Cuando la ya ex vicepresidenta entró en la sala de prensa, no cabía un alma. Reconocía las caras de siempre, pero quizá esa mañana estaban todas, y también todo su equipo, y parte del personal no tan cercano. Avanzó entre las cámaras de vídeo y los fotógrafos, vio en varios asientos a personas con un portátil seguramente conectado y se sintió abrigada. Esta vez, a diferencia de muchas otras, no la acompañaba ningún ministro, ninguna autoridad española o extranjera. Subió al atril, sacó sus dos hojas dobladas y miró a la concurrencia durante unos segundos.
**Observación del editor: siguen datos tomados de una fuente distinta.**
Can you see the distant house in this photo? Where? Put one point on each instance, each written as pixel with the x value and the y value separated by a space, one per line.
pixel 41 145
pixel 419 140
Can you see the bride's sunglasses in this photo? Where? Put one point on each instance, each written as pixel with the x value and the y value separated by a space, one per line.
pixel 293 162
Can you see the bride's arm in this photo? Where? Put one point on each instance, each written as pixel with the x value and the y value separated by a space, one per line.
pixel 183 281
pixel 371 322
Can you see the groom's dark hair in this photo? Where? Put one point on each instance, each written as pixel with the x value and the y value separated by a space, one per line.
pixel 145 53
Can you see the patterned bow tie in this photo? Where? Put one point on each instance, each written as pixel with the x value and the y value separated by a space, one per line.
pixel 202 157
Luego empezó a leer si bien se sabía el texto casi de memoria.

– Hoy, como cada día, os hablo porque soy, o he sido hasta hace unas horas, representante de la llamada voluntad popular. Dicen que los cambios tecnológicos, la red, contribuyen a que desaparezca la intimidad, pero más bien parece que es lo íntimo lo que gana terreno y es lo público lo que empieza a desaparecer. Es más fácil conocer los temores y gustos, las manías y sueños de un político que los verdaderos antecedentes y consecuencias de las decisiones públicas que toma. Incluso la inflación de transparencia que han supuesto los cables de Wikileaks se diría destinada a refrendar esta idea de que lo político es un acto privado donde las concesiones parecen personales. No entiendo por público el espacio de los focos y la cinta de inaugurar, sino aquel donde el respeto tiene su origen.

La vicepresidenta recorrió la sala con la mirada mientras por dentro se representaba el movimiento ligero de la flecha. Llevó luego los ojos al papel en busca de un refugio momentáneo, y continuó:

– En una conversación pública, entre el emisor y el receptor hay otra presencia, pero no de control y censura (nada más íntimo que la censura) sino la del esfuerzo que hace la vida por vivir. Esto que ahora voy a decirles quiero que sea palabra pública y también reconocimiento de que a menudo mis comparecencias fueron solo intimidad volcada, loor de transacciones.

Mientras bebía agua empezó a notar un revuelo leve en algunos asientos.

– Una vicepresidenta, como cualquier otro representante si no es ingenuo, y no muchos lo son, se pregunta a menudo cuánto vale en política el factor humano. Sabe que poco. Muy poco. ¿Debe una palabra como «traición» ser usada en política? ¿Traicionó Felipe González a los votantes que le habían dado un poder con mandato al usarlo para revertir, precisamente, las cláusulas del mandato y hacer lo contrario de lo que se le había pedido? ¿O fue González un instrumento, un hombre de paja a bordo de un tren que no puede salirse de las vías a no ser que descarrile y empiece un sistema distinto? ¿No es revelador que el único gesto verdaderamente significativo de un político occidental, el único momento en que parece mostrarse como individuo que se atiene a unos principios y no fluye en la corriente, sea la dimisión? ¿No dice esto que el rechazo sería el único espacio para el factor humano en nuestras democracias?